Cookie Butter Cups
Prep time
Bake time
Total time
Serves: 2dz
  • Solid Vegetable Shortening ¾ cup (170g)
  • Biscoff Cookie Butter ½ cup (130g)
  • Light Brown Sugar packed 1¼ cup (260g)
  • Oat Milk (or any milk of your choice) 3 Tablespoons (45ml)
  • Vanilla Extract 2 teaspoons (10ml)
  • Flax Meal 1 Tablespoon (8g)
  • Hot Water 3 Tablespoons (45ml)
  • All Purpose Flour 1¾ cup (218g)
  • Baking Soda ¾ teaspoon
  • Salt ½ teaspoon
  • Biscoff Cookie Butter for filling cups 1 cup
  • Vegan Chocolate for filling 1 cup *optional
  1. Combine the hot water with the flax meal and let it stand to thicken about 5-10 minutes
  2. Cream the shortening, cookie butter and brown sugar until well blended, no need for light and fluffy here~ about 2 minutes on high speed.

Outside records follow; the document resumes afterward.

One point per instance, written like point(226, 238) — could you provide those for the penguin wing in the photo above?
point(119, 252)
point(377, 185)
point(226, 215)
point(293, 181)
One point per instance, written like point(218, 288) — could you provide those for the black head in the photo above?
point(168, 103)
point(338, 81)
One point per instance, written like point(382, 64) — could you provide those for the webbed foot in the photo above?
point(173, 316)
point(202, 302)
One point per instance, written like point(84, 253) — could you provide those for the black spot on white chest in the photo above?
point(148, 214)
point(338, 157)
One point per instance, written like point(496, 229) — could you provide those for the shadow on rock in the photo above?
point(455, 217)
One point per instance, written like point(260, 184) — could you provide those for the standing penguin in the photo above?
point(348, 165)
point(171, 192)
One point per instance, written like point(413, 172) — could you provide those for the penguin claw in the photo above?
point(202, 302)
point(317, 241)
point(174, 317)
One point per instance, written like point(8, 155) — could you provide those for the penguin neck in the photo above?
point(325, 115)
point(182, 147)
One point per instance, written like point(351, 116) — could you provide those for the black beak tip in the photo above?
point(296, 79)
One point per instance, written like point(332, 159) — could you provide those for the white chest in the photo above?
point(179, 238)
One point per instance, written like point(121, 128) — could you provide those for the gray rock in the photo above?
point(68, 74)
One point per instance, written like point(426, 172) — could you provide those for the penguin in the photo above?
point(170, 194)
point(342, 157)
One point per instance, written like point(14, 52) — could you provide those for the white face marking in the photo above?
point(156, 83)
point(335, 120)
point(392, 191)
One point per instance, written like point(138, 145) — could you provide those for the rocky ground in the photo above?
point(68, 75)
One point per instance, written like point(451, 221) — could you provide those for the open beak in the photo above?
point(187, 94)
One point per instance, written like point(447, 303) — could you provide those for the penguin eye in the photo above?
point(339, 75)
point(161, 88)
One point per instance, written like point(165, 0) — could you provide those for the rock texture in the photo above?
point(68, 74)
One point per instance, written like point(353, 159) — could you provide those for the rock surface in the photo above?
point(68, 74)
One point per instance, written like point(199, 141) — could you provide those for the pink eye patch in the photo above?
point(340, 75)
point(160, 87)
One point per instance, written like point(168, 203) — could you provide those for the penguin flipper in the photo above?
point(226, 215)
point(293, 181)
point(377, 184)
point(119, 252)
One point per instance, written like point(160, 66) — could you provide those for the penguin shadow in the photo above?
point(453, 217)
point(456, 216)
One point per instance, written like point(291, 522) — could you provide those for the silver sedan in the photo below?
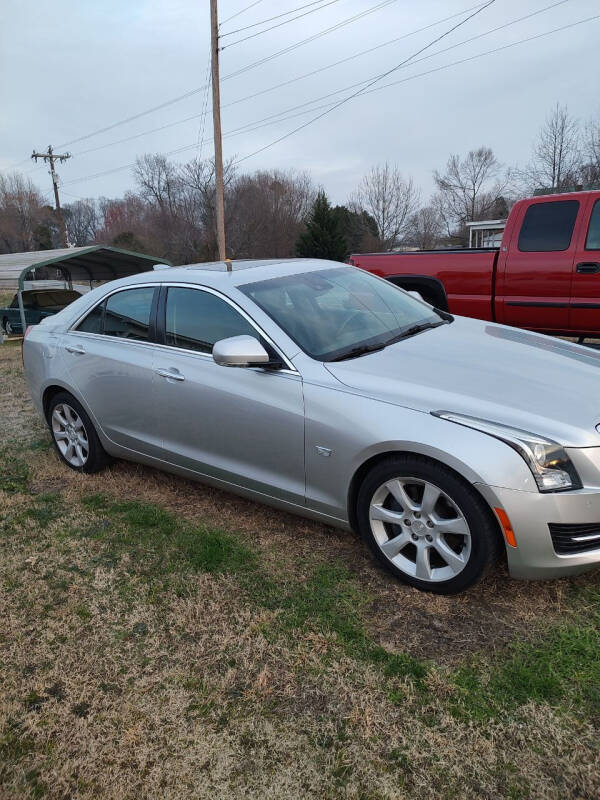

  3. Add the flax paste and blend well.
  4. Add the flour baking soda and salt all at once and mix to combine.
  5. Add the milk and vanilla extract last and mix just until it all comes together
  6. Chill dough for about 15 minutes while you preheat the oven to 350°F
  7. Prepare the mini muffin tin with a light spray of pan grease
  8. With a #100 Scoop drop rounded scoops into each cavity.
  9. Press the dough with your fingers so it spreads to the sides of each cavity
  10. Bake for 8 - 10 minutes until they are done
  11. Allow to cool in the tins slightly then unmold onto a cooling rack
  12. Once the cookies are cooled~ fill the sunken centers with cookie butter and a spot of chocolate on each
Store cookies for up to 10 days in an airtight container.